Proud Boys tried to get a sedition case tossed because too many of their potential defense witnesses would plead the Fifth. A judge said no.
- Jury selection in the DC seditious-conspiracy trial of five Proud Boys leaders wraps Monday.
- On Friday, the trial judge rejected the defendants' last-ditch efforts to get the case tossed.
Enrique Tarrio and three other top Proud Boys lost a last-ditch effort to dismiss their seditious-conspiracy case on Friday, as jury selection in the high-profile prosecution wrapped its second week in federal court in Washington, DC.
A full jury is expected to be seated Monday, with opening statements scheduled for Tuesday.
The four who had sought to get the case tossed had argued that their defense efforts are irreparably hampered because too many of the witnesses they'd like to call would plead the Fifth due to their own ongoing interactions with the Justice Department.
Two potential Proud Boys defense witnesses were also "intimidated" into silence when the federal government threatened prosecution, one of the four, Ethan Nordean, had argued.
The defendants had asked US District Judge Timothy J. Kelly to order the federal government to grant immunity to their potential defense witnesses, and to dismiss the indictment if the government refused.

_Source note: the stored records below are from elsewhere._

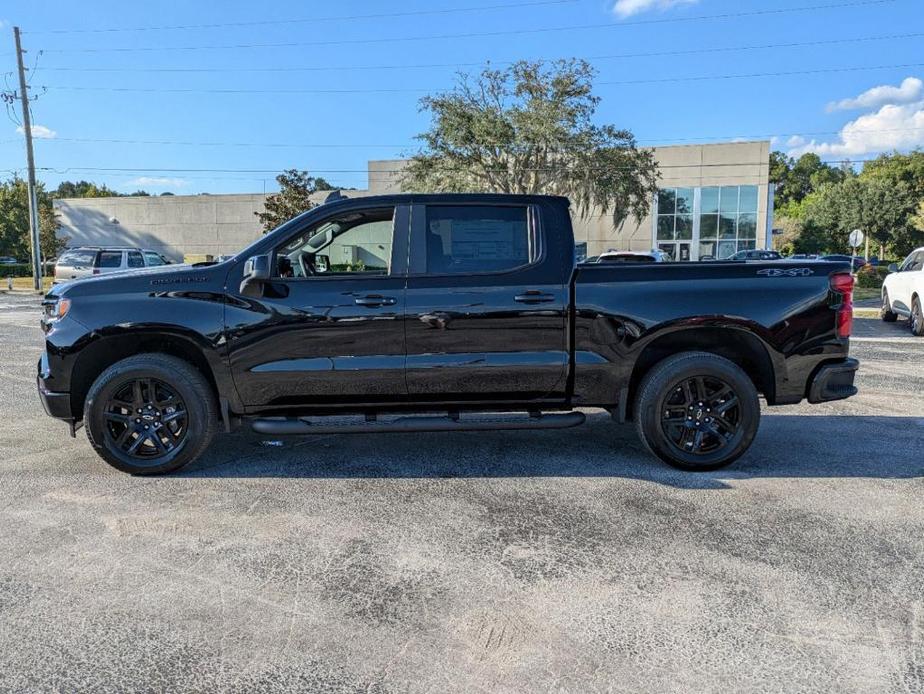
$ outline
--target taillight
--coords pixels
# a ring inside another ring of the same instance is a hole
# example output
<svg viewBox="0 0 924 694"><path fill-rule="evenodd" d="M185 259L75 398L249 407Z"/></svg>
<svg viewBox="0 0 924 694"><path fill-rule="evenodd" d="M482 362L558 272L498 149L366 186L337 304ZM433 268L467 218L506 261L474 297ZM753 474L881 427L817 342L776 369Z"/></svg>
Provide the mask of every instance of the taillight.
<svg viewBox="0 0 924 694"><path fill-rule="evenodd" d="M840 295L837 308L837 336L850 337L853 330L853 275L839 272L831 275L831 291Z"/></svg>
<svg viewBox="0 0 924 694"><path fill-rule="evenodd" d="M98 268L98 267L93 268L93 274L94 274L94 275L98 275L98 274L99 274L99 268Z"/></svg>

In his decision, the judge said he did not find the government's conduct warranted dismissal of the indictment that a total of five co-defendants are being tried on.

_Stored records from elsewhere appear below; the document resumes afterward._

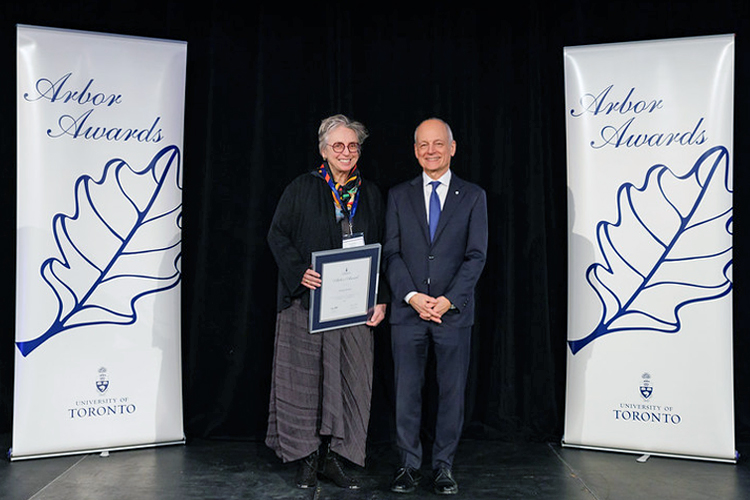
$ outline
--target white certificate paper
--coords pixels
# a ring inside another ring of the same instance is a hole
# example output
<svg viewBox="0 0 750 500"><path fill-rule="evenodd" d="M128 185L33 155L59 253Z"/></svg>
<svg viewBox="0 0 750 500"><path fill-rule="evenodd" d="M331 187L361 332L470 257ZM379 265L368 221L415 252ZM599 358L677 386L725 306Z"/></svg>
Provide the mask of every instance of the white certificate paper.
<svg viewBox="0 0 750 500"><path fill-rule="evenodd" d="M367 314L371 259L323 264L320 321L336 321Z"/></svg>

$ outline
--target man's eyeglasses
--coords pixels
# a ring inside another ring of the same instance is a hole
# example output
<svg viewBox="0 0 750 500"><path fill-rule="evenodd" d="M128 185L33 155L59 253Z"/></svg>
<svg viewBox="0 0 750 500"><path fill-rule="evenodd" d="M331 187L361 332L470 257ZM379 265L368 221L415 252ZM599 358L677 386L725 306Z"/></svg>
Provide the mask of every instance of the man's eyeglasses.
<svg viewBox="0 0 750 500"><path fill-rule="evenodd" d="M334 153L343 153L344 148L348 148L350 153L359 153L362 150L362 146L358 142L350 142L349 144L336 142L333 144L329 144L329 146L331 146L331 149L333 149Z"/></svg>

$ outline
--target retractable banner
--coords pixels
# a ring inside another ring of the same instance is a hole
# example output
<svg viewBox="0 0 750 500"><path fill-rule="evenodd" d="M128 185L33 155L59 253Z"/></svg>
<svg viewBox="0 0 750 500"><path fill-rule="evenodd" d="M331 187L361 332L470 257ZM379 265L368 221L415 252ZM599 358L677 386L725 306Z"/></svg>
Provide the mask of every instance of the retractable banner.
<svg viewBox="0 0 750 500"><path fill-rule="evenodd" d="M17 27L11 460L184 442L186 53Z"/></svg>
<svg viewBox="0 0 750 500"><path fill-rule="evenodd" d="M734 36L564 61L563 445L734 462Z"/></svg>

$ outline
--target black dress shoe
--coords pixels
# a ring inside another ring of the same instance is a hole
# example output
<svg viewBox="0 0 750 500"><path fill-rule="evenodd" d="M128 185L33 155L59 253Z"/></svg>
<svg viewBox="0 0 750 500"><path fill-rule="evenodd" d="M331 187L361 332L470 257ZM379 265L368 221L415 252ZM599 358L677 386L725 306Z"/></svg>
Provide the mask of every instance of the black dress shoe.
<svg viewBox="0 0 750 500"><path fill-rule="evenodd" d="M438 495L455 495L458 493L458 484L453 479L453 474L448 467L435 469L435 493Z"/></svg>
<svg viewBox="0 0 750 500"><path fill-rule="evenodd" d="M396 471L391 482L391 491L394 493L411 493L419 486L422 474L414 467L401 467Z"/></svg>
<svg viewBox="0 0 750 500"><path fill-rule="evenodd" d="M311 453L299 461L297 488L315 488L318 485L318 452Z"/></svg>
<svg viewBox="0 0 750 500"><path fill-rule="evenodd" d="M326 453L323 466L320 468L320 474L333 481L339 488L359 489L359 482L346 473L338 455L331 450Z"/></svg>

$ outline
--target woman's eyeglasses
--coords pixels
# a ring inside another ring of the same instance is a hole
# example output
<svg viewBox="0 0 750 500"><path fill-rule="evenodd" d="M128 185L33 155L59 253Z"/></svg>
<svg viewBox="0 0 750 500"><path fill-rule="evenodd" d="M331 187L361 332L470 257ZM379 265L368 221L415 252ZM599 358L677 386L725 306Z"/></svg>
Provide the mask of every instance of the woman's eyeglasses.
<svg viewBox="0 0 750 500"><path fill-rule="evenodd" d="M359 153L362 150L362 146L358 142L350 142L349 144L344 144L343 142L335 142L333 144L329 144L331 149L333 149L334 153L343 153L344 148L349 149L350 153Z"/></svg>

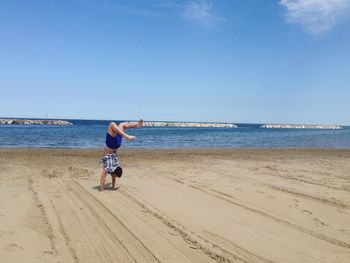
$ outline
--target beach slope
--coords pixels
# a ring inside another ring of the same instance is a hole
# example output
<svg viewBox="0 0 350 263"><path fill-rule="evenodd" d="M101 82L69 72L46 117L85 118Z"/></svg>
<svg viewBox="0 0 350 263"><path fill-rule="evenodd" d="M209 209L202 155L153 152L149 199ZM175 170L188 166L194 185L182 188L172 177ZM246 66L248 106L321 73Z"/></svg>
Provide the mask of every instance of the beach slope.
<svg viewBox="0 0 350 263"><path fill-rule="evenodd" d="M0 150L3 262L350 262L350 151ZM108 178L110 182L110 178Z"/></svg>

The indictment alleges that Tarrio, Nordean, and three other then-Proud Boys leaders conspired to violently storm the Capitol on January 6, 2021 to block Congress from certifying the results of the 2020 Presidential election.
Tarrio, then the group's national chairman, was not on Capitol grounds that day, but planned and led the efforts of some 200 members of the extremist group who took part in the attack under the false belief that the election had been "stolen" from then-President Donald Trump, federal prosecutors allege.
Days before the attack, a Secret Service email warned that the Proud Boys planned to "literally kill people," it was revealed during an October hearing of the House Select Committee that investigated the Capitol attack.
The Proud Boys are considered a hate group by the Southern Poverty Law Center; the Anti-Defamation League calls them a violent, right-wing extremist group. These and other extremism watchdog groups say misogynistic, Islamaphobic, transphobic, and anti-immigration rhetoric is common among Proud Boys members.
"With no evidence of threats, harassment, intimidation, or other misconduct, the Court will not second-guess the Government's investigative or prosecutorial decisions," the judge wrote Friday in denying the defendants' latest bid to get the indictment tossed.
Likewise, the judge found no justification for giving the government the ultimatum requested by the defendants, who had asked him to either immunize defense witnesses or dismiss the indictment.
"Tarrio suggests that the Court should infer nefarious activity simply from the number of potential defense witnesses who have claimed privilege," the judge also wrote.
"The Court has no grounds to do so. To the contrary it is hardly surprising that these witnesses — who are represented by counsel, after all— might believe that they could face criminal exposure."